Het nieuwe vak biedt leerlingen een behoorlijke uitdaging, vindt docent Van Els die aan de CO2-module werkt. Want er zijn bij die CO2-opslag in steenkool nog wel wat probleempjes op te lossen. Hoe verzamel je bijvoorbeeld alle CO2 van Nederland, hoe krijg je dat in Limburg, hoe injecteer je het op honderden meters diepte in steenkool en hoe verzamel je het aardgas dat daarbij vrijkomt? Daar kunnen de leerlingen mooi hun tanden in zetten. De leraren trouwens ook. “Het nieuwe vak combineert de kennis van verschillende vakken”, licht Van Els toe. “Zodat je ook als docent eens buiten de gebaande paden komt.”
De leerlingen gaan in het nieuwe vak proefjes opzetten en metingen uitvoeren. Aan het einde van de rit staat een bezoek aan de TU Delft op het programma. Daar zal CO2 daadwerkelijk onder hoge druk worden geïnjecteerd in steenkool. Dat bezoek aan de TU is trouwens niet uniek: bij elke module van het nieuwe vak wordt samenwerking gezocht met kennisinstellingen.
Ook aan het nieuwe vak ‘wiskunde D’ wordt druk gesleuteld, zegt Marian Kollenveld, voorzitter van de Nederlandse Vereniging van Wiskundeleraren. “De vernieuwingscommissie is zojuist geïnstalleerd. We willen het vak aantrekkelijk gaan vormgeven, maar ook herkenbaar laten blijven voor de leraren. We gaan geen heel nieuwe lesstof introduceren, want dan moeten docenten zich weer nascholen. En het nascholingsbudget van de scholen is doorgaans niet florissant.”

Versnippering
Grote vraag is hoeveel scholen de nieuwe keuzevakken zullen aanbieden. Dat is koffiedikkijken, maar het hangt voor een niet onbelangrijk deel af van het aantal leerlingen in de tweede fase.

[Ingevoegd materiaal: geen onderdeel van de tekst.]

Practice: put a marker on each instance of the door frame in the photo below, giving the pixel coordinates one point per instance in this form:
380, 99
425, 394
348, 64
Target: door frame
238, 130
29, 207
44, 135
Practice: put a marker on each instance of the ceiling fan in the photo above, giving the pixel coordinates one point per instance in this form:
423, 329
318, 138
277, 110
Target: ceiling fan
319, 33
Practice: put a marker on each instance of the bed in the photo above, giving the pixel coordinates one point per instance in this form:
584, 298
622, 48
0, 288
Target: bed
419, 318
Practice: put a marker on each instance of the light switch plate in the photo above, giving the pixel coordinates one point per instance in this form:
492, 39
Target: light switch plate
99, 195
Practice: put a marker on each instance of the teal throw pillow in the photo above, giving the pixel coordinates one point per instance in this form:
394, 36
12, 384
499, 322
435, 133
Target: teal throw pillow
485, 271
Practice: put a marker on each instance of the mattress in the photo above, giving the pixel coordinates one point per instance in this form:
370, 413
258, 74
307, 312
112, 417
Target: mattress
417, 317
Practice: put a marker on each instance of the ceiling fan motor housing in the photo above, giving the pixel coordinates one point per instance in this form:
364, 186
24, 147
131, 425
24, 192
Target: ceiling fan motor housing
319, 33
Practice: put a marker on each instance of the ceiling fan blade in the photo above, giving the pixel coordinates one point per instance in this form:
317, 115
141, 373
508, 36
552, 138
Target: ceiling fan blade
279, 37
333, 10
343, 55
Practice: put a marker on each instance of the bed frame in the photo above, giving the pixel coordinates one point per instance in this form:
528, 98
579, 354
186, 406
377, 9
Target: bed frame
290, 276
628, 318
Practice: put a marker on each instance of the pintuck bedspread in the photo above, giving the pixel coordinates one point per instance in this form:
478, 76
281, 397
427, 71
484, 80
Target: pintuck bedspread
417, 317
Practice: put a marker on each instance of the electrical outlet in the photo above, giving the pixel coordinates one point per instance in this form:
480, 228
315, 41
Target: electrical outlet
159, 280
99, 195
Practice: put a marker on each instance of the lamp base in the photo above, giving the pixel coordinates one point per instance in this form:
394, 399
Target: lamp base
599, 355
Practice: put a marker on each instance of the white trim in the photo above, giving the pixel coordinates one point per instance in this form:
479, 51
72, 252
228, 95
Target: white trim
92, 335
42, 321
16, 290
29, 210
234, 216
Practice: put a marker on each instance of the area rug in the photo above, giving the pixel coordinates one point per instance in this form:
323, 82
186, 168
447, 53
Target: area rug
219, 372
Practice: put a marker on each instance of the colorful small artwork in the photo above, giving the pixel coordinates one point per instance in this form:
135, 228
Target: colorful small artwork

Een kleine school gaat voor een handjevol leerlingen niet aan een heel nieuw vak beginnen.
Wim de Kok, die namens de AOb in de Overleggroep Tweede Fase zit, erkent dat de komende verandering nadelig uitpakt voor het aantal basisuren van de bètavakken. “Het aantal studielasturen voor de exacte vakken is minder geworden, dat is volstrekt duidelijk.” Maar de overleggroep moest een oplossing zien te vinden voor de overladenheid en versnippering van de tweede fase. En sommige bètavakken waren ook wel erg fors. De Kok: “Wiskunde B was voor het vwo bijvoorbeeld 760 uur. Ik kan me voorstellen dat sommige leerlingen daarvoor terugschrokken. Dat vak is nu 520 uur geworden, wat voor aarzelende leerlingen misschien aanleiding kan zijn om toch het profiel ‘natuur en techniek’ te kiezen. Dat is dan goed nieuws, want het aantal bètaleerlingen moet echt omhoog in het belang van de Nederlandse economie.”
Al met al is de nieuwe tweede fase een beter afgewogen geheel geworden, vindt De Kok. “Alle havo-leerlingen hebben straks zeven vakken van redelijke omvang en alle vwo-leerlingen acht. Het aantal kleine vakken is beperkt, de deelvakken zijn verdwenen. Ik kan me voorstellen dat bètadocenten niet overal blij mee zijn. Maar de keuzes die de minister en de Tweede Kamer hebben gemaakt, in samenspraak met het onderwijs, zijn verdedigbaar. Tenslotte bieden de nieuwe vakken ook kansen, zoals meer mogelijkheden om actuele ontwikkelingen op bètagebied aan de orde te stellen in de school. Dat is ook wat waard.”

{kader}

Meer uitdaging

Volgens Henry van Bergen, bestuurslid van de Nederlandse Vereniging voor het Onderwijs in Natuurwetenschappen, moet er bij de veranderingen in de tweede fase niet alleen gekeken worden naar het aantal uren. Ook de onderwijsfilosofie van de tweede fase – de zelfwerkzaamheid, het leren leren – is niet altijd een succes. “Ik ben ‘aansluitingsdocent’ op de TU Eindhoven: ik help de universiteit om het onderwijs af te stemmen op het voortgezet onderwijs. En ik zie dat de instromende leerlingen een gebrek aan kennis hebben. Leerlingen zijn niet meer gewend om dingen uit het hoofd te leren, om te automatiseren. Zij hebben alles wel gehad op de middelbare school, maar vaak slechts één keertje. Echt goede bètaleerlingen worden lui in de tweede fase, die doen ze met zes vingers in de neus. Ze moeten meer worden uitgedaagd.”
Als dat laatste gebeurt, is het minder belangrijk welke kennis er precies in het voortgezet onderwijs wordt behandeld. Van Bergen: “Elke faculteit heeft eigen wensen: bouwkunde wil meer sterkteleer, elektrotechniek wil meer aandacht voor elektrische velden. Wat dat betreft doe je het als voortgezet onderwijs toch nooit goed.”

Dit bericht delen:

© 2025 Onderwijsblad. Alle rechten voorbehouden
Het auteursrecht op de artikelen in dit archief berust bij het Onderwijsblad, columnisten of freelance-medewerkers. Het citeren van delen van artikelen is toegestaan, mits met bronvermelding. Volledige overname, herplaatsing of opname in andere publicaties is slechts toegestaan na overleg met de hoofdredacteur via onderwijsblad@aob.nl Indien het gaat om artikelen van freelancers zal hiervoor een bedrag in rekening worden gebracht.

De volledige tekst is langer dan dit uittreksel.